Van de godshuizen die niet werden gesloopt, bleef het merendeel (vijftien) zijn kerkelijke functie behouden. Meestal werd het gebouw gekocht door een migrantenkerk of een internationale kerk. Zo kocht Victory Outreach in 2004 het bedehuis van de gereformeerde gemeente aan het Mijnsherenplein. Ook enkele evangelische gemeenten en pinkstergemeenten kochten een kerkgebouw van een van de gevestigde kerken. De van origine gereformeerde Laankerk in Kralingse Veer werd in 1997 gekocht door de vrije oud gereformeerde gemeente Kralingse Veer. In 2007 voegde de gemeente zich bij de Hersteld Hervormde Kerk, zodat tegenwoordig op zondag de hersteld hervormde gemeente Kralingse Veer samenkomt in de Laankerk.
Andere bedehuizen werden verbouwd tot appartementencomplex, multifunctioneel centrum, theater of rouwcentrum. Enkele kerken werden omgebouwd tot moskee, zoals de hervormde Mathenesserkerk en de gereformeerde Duyststraatkerk. Ook een zaaltje in de Van Eversdijckstraat waar vroeger de oud gereformeerde gemeente in Nederland in Charlois samenkwam, wordt als islamitische gebedsruimte gebruikt. Omdat deze zaal nooit een officieel kerkgebouw is geweest, is deze buiten de inventarisatie gelaten. De gereformeerde Putsepleinkerk in Rotterdam was de eerste Nederlandse kerk die als moskee werd gebruikt. Het gebouw werd in 1981 gesloopt.

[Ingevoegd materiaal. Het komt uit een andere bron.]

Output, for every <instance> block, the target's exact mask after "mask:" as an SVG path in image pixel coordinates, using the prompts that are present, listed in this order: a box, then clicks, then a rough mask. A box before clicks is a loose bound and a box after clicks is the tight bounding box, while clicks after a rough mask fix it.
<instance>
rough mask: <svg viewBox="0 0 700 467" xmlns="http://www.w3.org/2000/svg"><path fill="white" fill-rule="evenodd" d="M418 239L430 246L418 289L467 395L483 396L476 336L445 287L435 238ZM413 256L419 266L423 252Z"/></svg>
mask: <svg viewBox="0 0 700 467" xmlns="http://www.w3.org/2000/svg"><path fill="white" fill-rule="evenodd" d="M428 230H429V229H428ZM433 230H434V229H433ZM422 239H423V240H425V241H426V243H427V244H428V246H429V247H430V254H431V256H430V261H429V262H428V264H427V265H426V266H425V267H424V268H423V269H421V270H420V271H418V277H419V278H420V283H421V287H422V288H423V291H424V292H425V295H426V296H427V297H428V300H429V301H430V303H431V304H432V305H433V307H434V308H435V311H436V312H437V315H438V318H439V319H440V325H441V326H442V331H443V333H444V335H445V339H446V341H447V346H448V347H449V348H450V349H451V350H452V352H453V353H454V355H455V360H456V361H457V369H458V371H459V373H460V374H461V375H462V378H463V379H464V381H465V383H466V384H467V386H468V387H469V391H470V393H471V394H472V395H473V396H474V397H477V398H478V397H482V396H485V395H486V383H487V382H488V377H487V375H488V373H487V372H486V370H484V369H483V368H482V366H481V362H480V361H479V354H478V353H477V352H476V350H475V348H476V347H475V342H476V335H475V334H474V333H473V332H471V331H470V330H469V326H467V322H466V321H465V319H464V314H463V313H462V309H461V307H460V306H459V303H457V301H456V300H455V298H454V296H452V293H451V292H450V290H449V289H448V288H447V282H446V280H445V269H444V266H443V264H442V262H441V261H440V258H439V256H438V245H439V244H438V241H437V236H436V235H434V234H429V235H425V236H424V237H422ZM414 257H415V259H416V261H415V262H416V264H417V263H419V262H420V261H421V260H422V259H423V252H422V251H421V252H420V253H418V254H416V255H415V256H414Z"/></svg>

De afgelopen decennia werden er ook nieuwe kerken gebouwd. Op de plaats van de beroemde Pauluskerk aan de Mauritsweg, die in 2007 tegen de vlakte ging, verrees vorig jaar een nieuwe kerk.
De komende tien jaren zullen er landelijk nog 1200 kerksluitingen volgen, stelde het rapport ”Geloof in de toekomst! Strategisch plan voor het religieus erfgoed” in 2008. Daarvan moet de grootste klap nog komen, aldus Nicole Roeterdink, destijds betrokken bij het onderzoek. „Een kerkgebouw verkopen valt in deze tijd niet mee. Veel kerken, ook in Rotterdam, maken daarom eerst hun vermogen op. De verwachting is dat de komende jaren –Rotterdam niet uitgezonderd– heel wat kerken voorgoed hun deuren sluiten.”